SkillHub

semantic-model-router

v1.0.3

Smart LLM Router — routes every query to the cheapest capable model. Supports 17 models across Anthropic, OpenAI, Google, DeepSeek & xAI (Grok). Uses a pre-trained ML classifier. No extra API keys required.

Sourced from ClawHub, Authored by Ray

Installation

Please help me install the skill `semantic-model-router` from SkillHub official store. npx skills add rayray1218/semantic-model-router

Semantic Model Router

Smart LLM router that saves up to 99% on inference costs by routing each request to the cheapest model that can handle it. Powered by a pre-trained ML classifier and semantic embeddings — no external calls, no API keys needed.

Install

openclaw plugins install @rayray1218/semantic-model-router

Quick Start

from scripts.model_router import ModelRouter

router = ModelRouter()
res = router.route("Design a distributed caching layer for a fintech platform.")
print(res["report"])
# [ClawRouter] anthropic/claude-sonnet-4-6 (ELITE, ml, conf=0.97)
#              Cost: $3.0/M | Baseline: $10.0/M | Saved: 70.0%

How Routing Works

Queries are classified into three tiers through a 3-stage pipeline:

  1. ML Classifier (primary): A Logistic Regression model trained on 6,000+ labeled queries. Runs in <1ms from embedded weights in model_weights.py.
  2. Semantic Embeddings (fallback): Cosine similarity to tier intent vectors via sentence-transformers.
  3. Keyword Rules (last resort): Pattern matching with no dependencies.
Tier Default Model Typical Workload Cost/1M vs Baseline
BASIC deepseek/deepseek-chat Greetings, simple Q&A, chit-chat $0.14 99% saved
BALANCED openai/gpt-4o-mini Summaries, translations, explanations $0.15 99% saved
ELITE anthropic/claude-sonnet-4-6 Complex coding, architecture, security $3.00 70% saved

Supported Models (17 total, verified Feb 2026)

Anthropic

Model Input /1M Output /1M
anthropic/claude-sonnet-4-6 $3.00 $15.00 ★ ELITE default
anthropic/claude-opus-4-5 $5.00 $25.00
anthropic/claude-haiku-4-5 $0.80 $4.00

OpenAI

Model Input /1M Output /1M
openai/gpt-5 $1.25 $10.00
openai/gpt-4o $2.50 $10.00
openai/gpt-4o-mini $0.15 $0.60 ★ BALANCED default
openai/o3 $2.00 $8.00
openai/o4-mini $1.10 $4.40

Google

Model Input /1M Output /1M
google/gemini-3.0-pro $1.25 $10.00
google/gemini-2.5-pro $1.25 $10.00
google/gemini-2.5-flash $0.30 $2.50
google/gemini-2.5-flash-lite $0.10 $0.40

DeepSeek

Model Input /1M Output /1M
deepseek/deepseek-chat (V3.2) $0.28 $0.42 ★ BASIC default
deepseek/deepseek-reasoner (V3.2) $0.28 $0.42

xAI (Grok)

Model Input /1M Output /1M
xai/grok-3 $3.00 $15.00
xai/grok-3-mini $0.30 $0.50

Pricing source: Official API docs of each provider, verified Feb 2026.

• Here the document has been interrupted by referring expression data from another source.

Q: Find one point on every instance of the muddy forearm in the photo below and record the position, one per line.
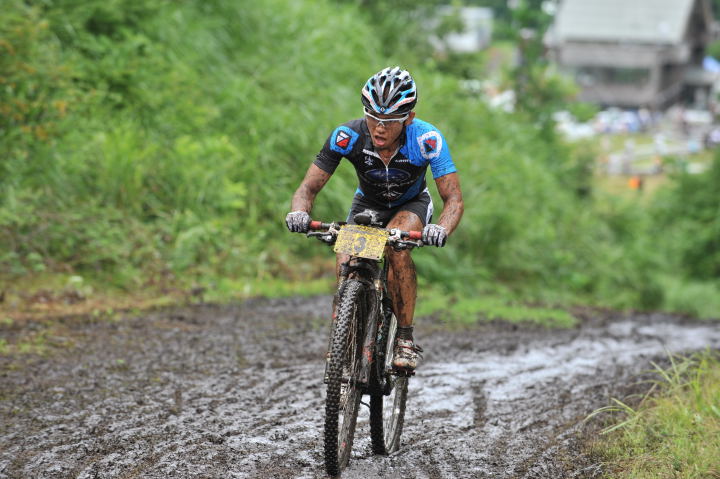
(453, 206)
(304, 196)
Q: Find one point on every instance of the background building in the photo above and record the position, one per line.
(634, 53)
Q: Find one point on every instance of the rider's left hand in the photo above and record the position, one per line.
(434, 235)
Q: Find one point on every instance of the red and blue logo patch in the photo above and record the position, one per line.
(430, 144)
(343, 139)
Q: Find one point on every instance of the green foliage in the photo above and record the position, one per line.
(673, 433)
(147, 139)
(688, 222)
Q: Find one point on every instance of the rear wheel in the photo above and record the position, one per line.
(343, 391)
(387, 412)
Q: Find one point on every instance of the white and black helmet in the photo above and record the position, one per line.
(390, 91)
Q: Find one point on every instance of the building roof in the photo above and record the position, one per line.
(638, 21)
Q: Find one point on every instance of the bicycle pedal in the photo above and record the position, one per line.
(406, 373)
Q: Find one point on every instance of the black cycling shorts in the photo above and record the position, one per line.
(421, 205)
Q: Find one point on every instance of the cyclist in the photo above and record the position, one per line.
(390, 149)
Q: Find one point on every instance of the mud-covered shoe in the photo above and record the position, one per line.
(406, 354)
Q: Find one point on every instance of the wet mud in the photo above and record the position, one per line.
(236, 392)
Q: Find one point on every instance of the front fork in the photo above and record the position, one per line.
(372, 334)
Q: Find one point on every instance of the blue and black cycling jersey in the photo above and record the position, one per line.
(403, 178)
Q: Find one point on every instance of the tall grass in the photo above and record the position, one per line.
(675, 431)
(165, 139)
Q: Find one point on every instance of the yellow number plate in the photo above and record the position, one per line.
(362, 241)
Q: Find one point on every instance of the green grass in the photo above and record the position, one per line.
(674, 432)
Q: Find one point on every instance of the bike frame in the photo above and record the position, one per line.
(377, 310)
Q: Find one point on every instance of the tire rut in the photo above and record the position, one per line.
(237, 392)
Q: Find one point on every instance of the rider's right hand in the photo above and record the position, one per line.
(298, 221)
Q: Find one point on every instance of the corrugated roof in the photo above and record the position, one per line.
(644, 21)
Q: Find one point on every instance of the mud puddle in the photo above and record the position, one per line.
(223, 392)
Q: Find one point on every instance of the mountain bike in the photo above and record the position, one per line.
(360, 346)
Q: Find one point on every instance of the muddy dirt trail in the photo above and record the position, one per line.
(223, 392)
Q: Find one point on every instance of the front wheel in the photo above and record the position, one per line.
(387, 412)
(343, 390)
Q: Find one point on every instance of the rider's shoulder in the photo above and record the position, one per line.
(419, 127)
(425, 139)
(344, 137)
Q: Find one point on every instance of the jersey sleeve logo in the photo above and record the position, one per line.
(343, 140)
(430, 144)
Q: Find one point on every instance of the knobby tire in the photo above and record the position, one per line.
(343, 394)
(386, 423)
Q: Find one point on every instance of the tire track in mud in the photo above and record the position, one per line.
(237, 392)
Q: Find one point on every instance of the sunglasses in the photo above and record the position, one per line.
(386, 121)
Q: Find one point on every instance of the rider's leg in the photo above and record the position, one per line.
(402, 285)
(402, 281)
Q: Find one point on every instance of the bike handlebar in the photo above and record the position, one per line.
(411, 235)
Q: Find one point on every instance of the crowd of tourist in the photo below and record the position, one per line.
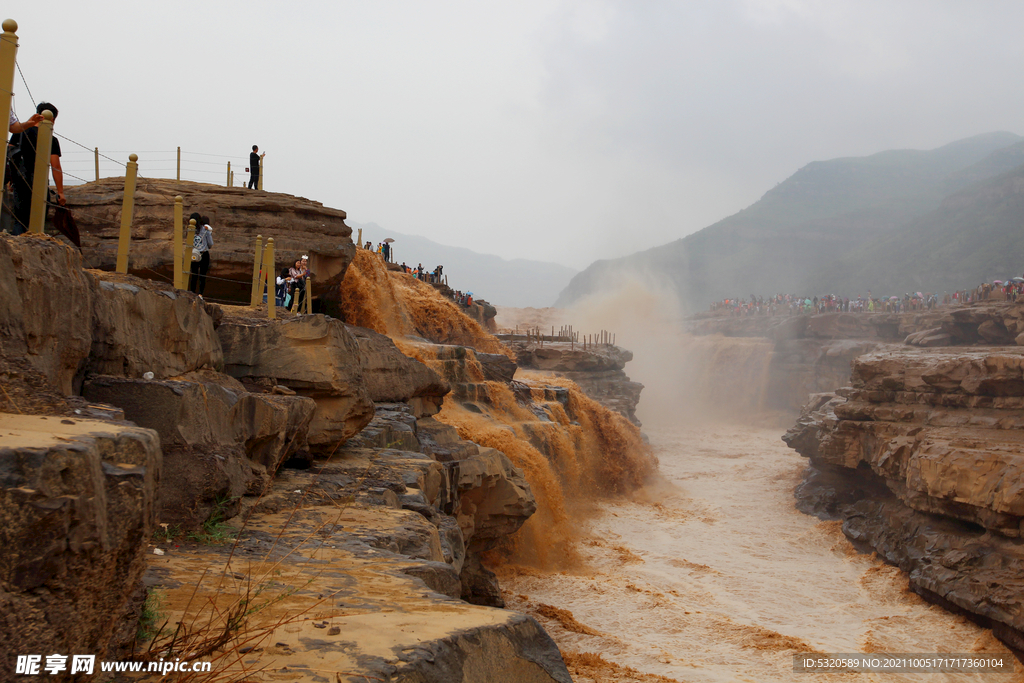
(792, 304)
(435, 276)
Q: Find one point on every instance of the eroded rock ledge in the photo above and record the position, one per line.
(312, 422)
(923, 461)
(597, 370)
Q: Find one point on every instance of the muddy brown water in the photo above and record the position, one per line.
(714, 575)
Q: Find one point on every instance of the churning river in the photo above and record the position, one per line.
(714, 575)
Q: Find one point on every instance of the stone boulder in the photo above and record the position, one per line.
(922, 459)
(78, 504)
(497, 367)
(315, 356)
(46, 307)
(391, 376)
(220, 442)
(299, 226)
(140, 326)
(563, 356)
(495, 499)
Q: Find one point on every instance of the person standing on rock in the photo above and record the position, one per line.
(202, 244)
(254, 162)
(24, 164)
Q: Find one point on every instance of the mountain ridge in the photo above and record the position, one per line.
(825, 211)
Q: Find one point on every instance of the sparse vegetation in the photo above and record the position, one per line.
(215, 528)
(152, 615)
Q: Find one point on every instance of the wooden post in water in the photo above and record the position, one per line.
(41, 178)
(127, 206)
(268, 268)
(177, 247)
(257, 272)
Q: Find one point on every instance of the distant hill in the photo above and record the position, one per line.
(516, 283)
(844, 226)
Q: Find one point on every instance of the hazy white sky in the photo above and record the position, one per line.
(560, 130)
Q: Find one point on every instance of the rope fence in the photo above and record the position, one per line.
(78, 169)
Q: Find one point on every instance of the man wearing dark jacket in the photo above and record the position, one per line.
(254, 160)
(25, 169)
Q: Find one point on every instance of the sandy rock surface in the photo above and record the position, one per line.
(78, 506)
(923, 458)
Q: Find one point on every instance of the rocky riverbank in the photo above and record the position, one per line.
(813, 353)
(922, 459)
(278, 493)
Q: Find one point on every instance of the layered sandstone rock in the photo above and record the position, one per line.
(46, 307)
(923, 459)
(78, 506)
(314, 355)
(597, 370)
(139, 326)
(299, 226)
(219, 441)
(391, 376)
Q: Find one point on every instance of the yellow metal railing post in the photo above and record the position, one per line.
(8, 53)
(268, 269)
(41, 178)
(127, 206)
(257, 271)
(177, 246)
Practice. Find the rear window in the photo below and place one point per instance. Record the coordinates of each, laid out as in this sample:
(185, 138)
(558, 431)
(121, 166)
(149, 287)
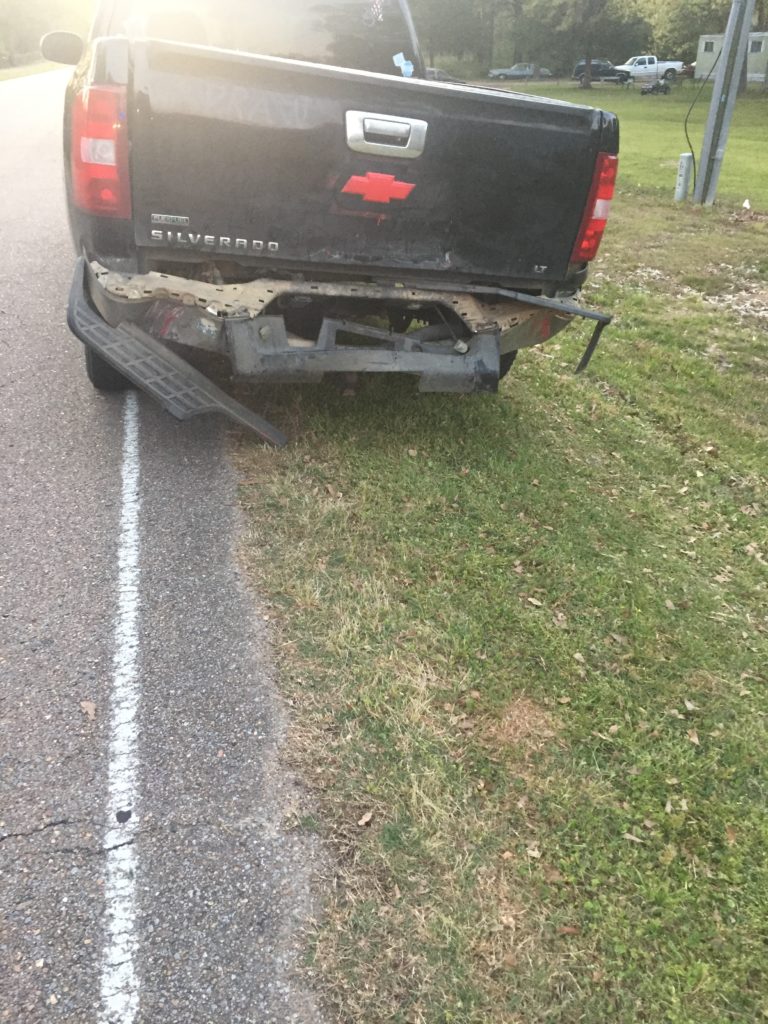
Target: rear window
(367, 35)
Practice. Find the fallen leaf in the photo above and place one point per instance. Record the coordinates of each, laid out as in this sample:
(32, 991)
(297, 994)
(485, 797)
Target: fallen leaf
(89, 709)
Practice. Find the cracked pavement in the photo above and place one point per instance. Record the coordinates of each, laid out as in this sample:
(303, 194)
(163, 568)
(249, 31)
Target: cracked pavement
(223, 889)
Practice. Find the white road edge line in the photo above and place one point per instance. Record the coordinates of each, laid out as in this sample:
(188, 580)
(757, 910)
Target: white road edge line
(120, 988)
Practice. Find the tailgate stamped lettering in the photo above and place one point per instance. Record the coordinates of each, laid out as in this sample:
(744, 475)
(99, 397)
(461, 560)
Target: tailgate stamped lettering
(216, 243)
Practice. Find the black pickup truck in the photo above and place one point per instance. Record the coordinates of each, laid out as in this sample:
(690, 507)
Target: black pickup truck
(284, 185)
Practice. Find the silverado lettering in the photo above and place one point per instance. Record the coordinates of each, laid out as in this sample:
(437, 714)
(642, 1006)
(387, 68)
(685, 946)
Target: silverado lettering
(222, 242)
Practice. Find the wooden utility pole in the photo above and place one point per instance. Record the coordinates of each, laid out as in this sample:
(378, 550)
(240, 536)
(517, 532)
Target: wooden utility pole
(732, 57)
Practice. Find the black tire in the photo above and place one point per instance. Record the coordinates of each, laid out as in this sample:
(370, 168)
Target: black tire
(505, 364)
(101, 375)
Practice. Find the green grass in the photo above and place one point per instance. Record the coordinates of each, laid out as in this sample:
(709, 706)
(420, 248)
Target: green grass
(36, 69)
(652, 135)
(527, 635)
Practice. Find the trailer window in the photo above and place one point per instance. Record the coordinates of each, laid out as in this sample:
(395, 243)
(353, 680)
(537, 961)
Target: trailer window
(367, 35)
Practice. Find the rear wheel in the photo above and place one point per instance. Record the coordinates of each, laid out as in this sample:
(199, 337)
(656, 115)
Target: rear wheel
(505, 363)
(102, 375)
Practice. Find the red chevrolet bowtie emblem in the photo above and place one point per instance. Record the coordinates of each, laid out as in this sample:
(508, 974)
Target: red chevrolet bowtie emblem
(378, 187)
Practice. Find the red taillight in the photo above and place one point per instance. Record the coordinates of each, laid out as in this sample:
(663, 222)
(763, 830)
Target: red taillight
(99, 152)
(598, 207)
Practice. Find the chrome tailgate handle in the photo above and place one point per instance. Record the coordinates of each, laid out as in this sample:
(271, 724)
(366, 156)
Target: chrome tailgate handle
(386, 135)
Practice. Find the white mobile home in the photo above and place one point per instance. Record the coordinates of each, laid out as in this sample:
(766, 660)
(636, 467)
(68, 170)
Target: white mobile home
(757, 55)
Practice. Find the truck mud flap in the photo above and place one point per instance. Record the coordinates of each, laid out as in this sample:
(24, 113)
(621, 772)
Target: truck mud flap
(179, 388)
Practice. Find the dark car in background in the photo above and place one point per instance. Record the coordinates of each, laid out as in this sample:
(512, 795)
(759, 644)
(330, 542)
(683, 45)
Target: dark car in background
(602, 70)
(519, 71)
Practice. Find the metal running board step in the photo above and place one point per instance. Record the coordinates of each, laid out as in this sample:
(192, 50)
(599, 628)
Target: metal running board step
(179, 388)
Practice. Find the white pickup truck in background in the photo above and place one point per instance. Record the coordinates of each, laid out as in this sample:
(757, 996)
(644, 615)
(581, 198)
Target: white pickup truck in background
(648, 67)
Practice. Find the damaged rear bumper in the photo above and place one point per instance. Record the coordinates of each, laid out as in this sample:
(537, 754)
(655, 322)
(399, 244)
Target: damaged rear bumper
(459, 350)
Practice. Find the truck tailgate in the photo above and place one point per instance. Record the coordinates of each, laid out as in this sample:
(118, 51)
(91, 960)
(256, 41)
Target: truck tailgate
(249, 157)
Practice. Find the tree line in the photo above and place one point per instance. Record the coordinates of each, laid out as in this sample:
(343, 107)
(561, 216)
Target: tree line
(557, 33)
(476, 33)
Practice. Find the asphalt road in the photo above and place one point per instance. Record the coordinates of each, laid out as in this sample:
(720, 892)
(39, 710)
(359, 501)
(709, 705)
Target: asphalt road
(208, 910)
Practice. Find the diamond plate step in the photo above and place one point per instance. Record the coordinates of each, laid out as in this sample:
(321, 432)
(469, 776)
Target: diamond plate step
(179, 388)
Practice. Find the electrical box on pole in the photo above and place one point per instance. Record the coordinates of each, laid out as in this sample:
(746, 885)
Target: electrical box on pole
(723, 100)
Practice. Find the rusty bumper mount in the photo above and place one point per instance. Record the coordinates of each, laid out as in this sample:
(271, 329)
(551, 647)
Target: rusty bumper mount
(178, 387)
(109, 312)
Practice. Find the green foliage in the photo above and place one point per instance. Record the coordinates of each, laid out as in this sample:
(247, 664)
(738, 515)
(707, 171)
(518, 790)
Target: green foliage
(556, 33)
(525, 639)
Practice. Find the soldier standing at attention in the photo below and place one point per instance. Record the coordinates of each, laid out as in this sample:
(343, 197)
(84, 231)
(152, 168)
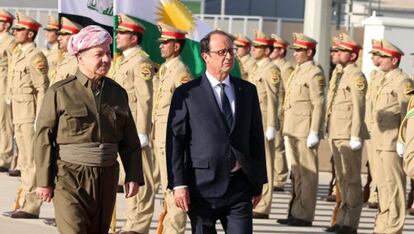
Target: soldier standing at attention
(246, 61)
(134, 72)
(28, 84)
(389, 107)
(87, 130)
(67, 64)
(52, 52)
(303, 113)
(345, 126)
(266, 77)
(171, 74)
(280, 165)
(7, 45)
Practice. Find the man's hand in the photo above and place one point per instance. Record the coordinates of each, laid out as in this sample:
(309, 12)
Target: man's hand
(182, 198)
(44, 193)
(255, 200)
(131, 189)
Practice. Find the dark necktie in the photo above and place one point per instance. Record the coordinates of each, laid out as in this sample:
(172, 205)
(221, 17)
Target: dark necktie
(225, 106)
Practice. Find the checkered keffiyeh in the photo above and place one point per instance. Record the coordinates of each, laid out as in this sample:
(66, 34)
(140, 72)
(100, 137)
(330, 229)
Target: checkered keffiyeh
(88, 37)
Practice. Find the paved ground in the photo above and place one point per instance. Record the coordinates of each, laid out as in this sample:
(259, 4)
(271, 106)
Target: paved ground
(8, 187)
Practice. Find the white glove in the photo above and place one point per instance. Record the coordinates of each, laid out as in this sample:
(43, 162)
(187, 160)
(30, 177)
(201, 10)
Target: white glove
(270, 133)
(400, 149)
(313, 139)
(143, 138)
(355, 143)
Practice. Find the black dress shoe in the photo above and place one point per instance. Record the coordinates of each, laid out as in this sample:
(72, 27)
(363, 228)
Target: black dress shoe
(19, 214)
(347, 230)
(14, 173)
(260, 215)
(299, 223)
(332, 228)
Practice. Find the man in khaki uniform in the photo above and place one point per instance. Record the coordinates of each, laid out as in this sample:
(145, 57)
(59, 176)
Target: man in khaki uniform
(345, 124)
(374, 81)
(7, 45)
(52, 49)
(303, 114)
(67, 64)
(280, 166)
(27, 85)
(389, 107)
(266, 77)
(171, 74)
(134, 72)
(246, 61)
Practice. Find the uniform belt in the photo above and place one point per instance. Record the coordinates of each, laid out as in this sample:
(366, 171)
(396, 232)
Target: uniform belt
(89, 154)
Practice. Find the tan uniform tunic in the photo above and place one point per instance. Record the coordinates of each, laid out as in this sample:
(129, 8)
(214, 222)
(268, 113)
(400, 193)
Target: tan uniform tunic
(281, 171)
(84, 196)
(266, 77)
(7, 45)
(134, 72)
(389, 107)
(28, 85)
(171, 75)
(345, 120)
(303, 113)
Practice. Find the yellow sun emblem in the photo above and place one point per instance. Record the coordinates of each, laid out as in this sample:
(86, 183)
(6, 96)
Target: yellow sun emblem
(176, 14)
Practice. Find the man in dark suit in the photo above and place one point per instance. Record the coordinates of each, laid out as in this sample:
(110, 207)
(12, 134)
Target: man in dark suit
(215, 149)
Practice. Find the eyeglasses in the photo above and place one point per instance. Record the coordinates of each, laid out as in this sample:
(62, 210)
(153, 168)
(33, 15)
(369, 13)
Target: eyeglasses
(224, 52)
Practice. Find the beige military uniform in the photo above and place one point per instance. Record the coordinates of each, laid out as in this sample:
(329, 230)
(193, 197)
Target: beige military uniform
(281, 165)
(134, 72)
(303, 113)
(389, 107)
(345, 120)
(7, 45)
(28, 85)
(266, 77)
(171, 75)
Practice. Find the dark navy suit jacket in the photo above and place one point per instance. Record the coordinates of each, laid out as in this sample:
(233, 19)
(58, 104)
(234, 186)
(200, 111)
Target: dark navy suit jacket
(199, 142)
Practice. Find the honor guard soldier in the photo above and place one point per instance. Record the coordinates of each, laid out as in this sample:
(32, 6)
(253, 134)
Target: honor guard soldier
(280, 166)
(266, 77)
(134, 71)
(67, 65)
(7, 45)
(303, 114)
(389, 107)
(246, 61)
(52, 52)
(373, 86)
(171, 74)
(344, 129)
(27, 85)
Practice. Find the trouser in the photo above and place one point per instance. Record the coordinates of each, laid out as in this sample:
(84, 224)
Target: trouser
(140, 207)
(28, 201)
(305, 172)
(174, 218)
(84, 197)
(348, 171)
(391, 192)
(265, 204)
(6, 134)
(280, 167)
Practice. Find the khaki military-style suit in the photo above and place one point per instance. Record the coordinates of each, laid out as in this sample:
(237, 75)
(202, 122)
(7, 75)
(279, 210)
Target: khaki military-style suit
(266, 77)
(7, 45)
(170, 75)
(389, 107)
(28, 84)
(345, 120)
(281, 165)
(134, 71)
(303, 113)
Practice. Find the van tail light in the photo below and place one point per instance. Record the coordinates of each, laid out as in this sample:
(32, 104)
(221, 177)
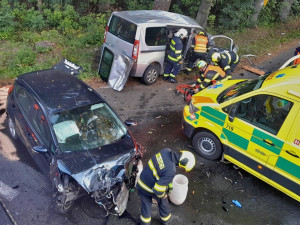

Override Models at Runtime

# Use GPT-5.2 for ELITE, Gemini Flash Lite for BASIC
router = ModelRouter(
    elite_model="openai/gpt-5.2",
    balanced_model="google/gemini-2.5-flash",
    basic_model="google/gemini-2.5-flash-lite",
)
# Swap a tier's model without recreating the router
router.set_model("ELITE", "anthropic/claude-opus-4-5")

List All Available Models (CLI)

python3 scripts/model_router.py --list-models

CLI Usage

# Route a single query
python3 scripts/model_router.py "Implement AES encryption from scratch"

# Override ELITE model
python3 scripts/model_router.py --elite openai/gpt-5.2 "Write a compiler"

# Run full smoke-test
python3 scripts/model_router.py

Dynamic Keyword Expansion

router.add_keywords("ELITE", ["cryptographic proof", "zero-knowledge"])

Example Output

Query                                              Predicted  Expected   ✓  Cost Info
────────────────────────────────────────────────────────────────────────────────────
How are you doing today?                           BASIC      BASIC      ✓  $0.14/M  saved 98.6%
Summarize this article in three bullet points.     BALANCED   BALANCED   ✓  $0.15/M  saved 98.5%
Implement a thread-safe LRU cache in Python.       ELITE      ELITE      ✓  $3.0/M   saved 70.0%

Security & Privacy

  • Zero external calls: All classification runs locally.
  • No API keys: The router itself needs none.
  • Transparent weights: All model parameters live in scripts/model_weights.py — fully auditable.

Save costs, route smarter. Built for the OpenClaw community.